La escalada en el conflicto entre Irán y la coalición liderada por Estados Unidos e Israel ha alcanzado un nuevo nivel crítico en el sector energético del Golfo Pérsico. Este jueves 19 de marzo de 2026 ( tiempo local ), la Guardia Revolucionaria Islámica (IRGC) de Irán emitió una dura advertencia: continuará atacando infraestructuras energéticas de los aliados estadounidenses en la región hasta su “completa destrucción” si se repiten los golpes contra sus propias instalaciones.

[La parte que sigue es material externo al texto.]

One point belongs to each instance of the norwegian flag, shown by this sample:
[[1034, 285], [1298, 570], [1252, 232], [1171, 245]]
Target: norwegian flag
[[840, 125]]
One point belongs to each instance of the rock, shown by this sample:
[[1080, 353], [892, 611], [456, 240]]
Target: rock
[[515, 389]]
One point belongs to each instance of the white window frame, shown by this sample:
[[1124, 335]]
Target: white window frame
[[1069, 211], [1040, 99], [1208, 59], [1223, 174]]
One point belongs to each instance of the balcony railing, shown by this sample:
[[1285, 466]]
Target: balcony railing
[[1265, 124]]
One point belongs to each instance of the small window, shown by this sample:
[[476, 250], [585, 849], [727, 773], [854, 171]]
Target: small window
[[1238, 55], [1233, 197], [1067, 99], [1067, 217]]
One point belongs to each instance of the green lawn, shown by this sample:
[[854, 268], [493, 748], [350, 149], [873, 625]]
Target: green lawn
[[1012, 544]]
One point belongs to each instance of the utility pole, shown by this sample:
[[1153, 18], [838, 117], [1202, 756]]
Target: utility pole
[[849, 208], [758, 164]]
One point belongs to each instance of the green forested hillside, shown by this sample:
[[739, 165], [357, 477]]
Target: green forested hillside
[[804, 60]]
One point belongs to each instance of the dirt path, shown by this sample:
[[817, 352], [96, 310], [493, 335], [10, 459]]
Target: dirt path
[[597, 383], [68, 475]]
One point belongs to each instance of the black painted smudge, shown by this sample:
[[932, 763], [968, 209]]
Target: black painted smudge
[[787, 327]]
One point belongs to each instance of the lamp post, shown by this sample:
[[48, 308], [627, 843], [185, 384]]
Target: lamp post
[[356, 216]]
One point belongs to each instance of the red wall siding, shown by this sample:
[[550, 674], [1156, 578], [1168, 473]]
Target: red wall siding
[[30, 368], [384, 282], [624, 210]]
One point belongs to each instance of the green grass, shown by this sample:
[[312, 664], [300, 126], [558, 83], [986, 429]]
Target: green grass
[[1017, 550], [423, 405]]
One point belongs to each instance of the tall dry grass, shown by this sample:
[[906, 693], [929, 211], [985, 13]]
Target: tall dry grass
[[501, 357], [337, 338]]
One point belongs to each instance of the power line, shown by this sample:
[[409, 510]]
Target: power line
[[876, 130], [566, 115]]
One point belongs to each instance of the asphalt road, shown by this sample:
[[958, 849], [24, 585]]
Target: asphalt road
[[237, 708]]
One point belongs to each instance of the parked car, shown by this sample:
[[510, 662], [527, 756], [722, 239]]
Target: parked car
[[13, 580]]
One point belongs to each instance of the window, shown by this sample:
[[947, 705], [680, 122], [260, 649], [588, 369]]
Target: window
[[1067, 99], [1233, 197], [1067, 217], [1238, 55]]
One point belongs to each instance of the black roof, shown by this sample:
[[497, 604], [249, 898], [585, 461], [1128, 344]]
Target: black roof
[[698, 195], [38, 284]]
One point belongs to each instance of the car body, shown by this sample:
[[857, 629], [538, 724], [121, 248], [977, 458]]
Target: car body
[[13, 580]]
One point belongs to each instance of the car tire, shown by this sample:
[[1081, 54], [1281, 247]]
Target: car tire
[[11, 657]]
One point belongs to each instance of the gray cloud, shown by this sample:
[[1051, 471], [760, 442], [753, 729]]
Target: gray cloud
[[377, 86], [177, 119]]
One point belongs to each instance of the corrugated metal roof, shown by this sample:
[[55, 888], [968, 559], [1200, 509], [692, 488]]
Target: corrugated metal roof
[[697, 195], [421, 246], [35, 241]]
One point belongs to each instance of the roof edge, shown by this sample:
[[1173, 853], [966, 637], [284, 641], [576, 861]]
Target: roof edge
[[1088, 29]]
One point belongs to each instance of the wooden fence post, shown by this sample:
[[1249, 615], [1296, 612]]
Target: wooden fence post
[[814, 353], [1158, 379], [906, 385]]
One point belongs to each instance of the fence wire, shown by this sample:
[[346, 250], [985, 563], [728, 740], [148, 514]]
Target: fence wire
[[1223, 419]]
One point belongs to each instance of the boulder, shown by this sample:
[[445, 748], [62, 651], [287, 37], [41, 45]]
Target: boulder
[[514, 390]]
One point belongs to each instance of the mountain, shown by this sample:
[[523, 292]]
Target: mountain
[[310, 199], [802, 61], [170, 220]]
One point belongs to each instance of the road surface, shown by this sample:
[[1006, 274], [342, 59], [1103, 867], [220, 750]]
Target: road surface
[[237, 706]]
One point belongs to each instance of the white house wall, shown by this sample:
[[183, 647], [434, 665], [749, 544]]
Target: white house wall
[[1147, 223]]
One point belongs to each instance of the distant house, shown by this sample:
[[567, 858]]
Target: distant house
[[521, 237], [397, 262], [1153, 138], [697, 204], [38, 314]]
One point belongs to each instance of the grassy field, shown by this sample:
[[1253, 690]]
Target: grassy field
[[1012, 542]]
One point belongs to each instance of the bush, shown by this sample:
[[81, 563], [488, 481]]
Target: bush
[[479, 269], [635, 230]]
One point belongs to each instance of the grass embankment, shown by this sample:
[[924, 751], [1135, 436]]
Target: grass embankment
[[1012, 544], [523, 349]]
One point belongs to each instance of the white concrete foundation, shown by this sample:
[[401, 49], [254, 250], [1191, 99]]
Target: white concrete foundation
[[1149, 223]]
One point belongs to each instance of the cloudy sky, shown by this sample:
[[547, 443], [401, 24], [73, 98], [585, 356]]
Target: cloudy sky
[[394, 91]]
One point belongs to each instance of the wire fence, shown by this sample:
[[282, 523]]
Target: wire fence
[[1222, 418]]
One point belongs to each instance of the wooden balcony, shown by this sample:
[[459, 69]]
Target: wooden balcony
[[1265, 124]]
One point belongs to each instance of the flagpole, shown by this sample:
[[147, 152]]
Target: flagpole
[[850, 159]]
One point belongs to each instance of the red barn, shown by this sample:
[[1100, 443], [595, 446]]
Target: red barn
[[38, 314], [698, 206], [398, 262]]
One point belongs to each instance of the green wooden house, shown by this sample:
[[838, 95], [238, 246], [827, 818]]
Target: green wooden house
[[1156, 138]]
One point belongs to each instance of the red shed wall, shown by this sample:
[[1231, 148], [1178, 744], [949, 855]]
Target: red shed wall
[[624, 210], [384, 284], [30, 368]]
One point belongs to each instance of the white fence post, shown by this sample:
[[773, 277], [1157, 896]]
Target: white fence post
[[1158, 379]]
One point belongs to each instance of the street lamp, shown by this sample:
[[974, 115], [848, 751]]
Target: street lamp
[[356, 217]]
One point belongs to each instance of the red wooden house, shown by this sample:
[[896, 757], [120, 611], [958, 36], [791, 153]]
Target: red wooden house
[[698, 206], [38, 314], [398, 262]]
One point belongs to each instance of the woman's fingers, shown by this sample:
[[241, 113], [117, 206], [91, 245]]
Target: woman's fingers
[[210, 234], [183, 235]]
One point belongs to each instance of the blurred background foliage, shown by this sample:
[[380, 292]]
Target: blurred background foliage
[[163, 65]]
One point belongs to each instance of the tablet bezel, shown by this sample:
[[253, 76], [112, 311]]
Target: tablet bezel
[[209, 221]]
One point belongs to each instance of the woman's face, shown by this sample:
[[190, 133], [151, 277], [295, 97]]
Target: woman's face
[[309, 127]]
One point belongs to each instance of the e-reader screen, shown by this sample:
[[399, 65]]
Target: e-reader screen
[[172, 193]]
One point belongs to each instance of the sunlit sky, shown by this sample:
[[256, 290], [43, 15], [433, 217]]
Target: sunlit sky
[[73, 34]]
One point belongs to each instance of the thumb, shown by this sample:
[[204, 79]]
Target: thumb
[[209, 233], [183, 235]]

El comunicado de la IRGC, difundido a través de medios estatales iraníes como la agencia Fars y Tasnim, responde directamente a un ataque reportado el miércoles contra las instalaciones gasísticas de South Pars (Pars Sur), en la costa sur de Irán. South Pars forma parte del mayor yacimiento de gas natural del mundo, compartido con Qatar (donde se conoce como North Field). Fuentes iraníes atribuyen el bombardeo a Israel, en el marco de la guerra en curso, y lo califican como un “grave error” que ha abierto una “nueva fase” del conflicto.
En represalia inmediata, Irán lanzó misiles y drones contra objetivos energéticos en el Golfo. Uno de los impactos más significativos ocurrió en la noche del miércoles contra la refinería y complejo industrial de Ras Laffan en Qatar, el mayor centro de producción y exportación de gas natural licuado (GNL) del planeta, que representa alrededor del 20% del suministro global. QatarEnergy confirmó “daños extensos” en el sitio, incluyendo un incendio que fue controlado por equipos de emergencia, aunque sin reportes iniciales de víctimas fatales. El gobierno qatarí, a través de su portavoz de Exteriores Majed al-Ansari, condenó los ataques como “peligrosos e irresponsables”, argumentando que ponen en riesgo la seguridad energética mundial.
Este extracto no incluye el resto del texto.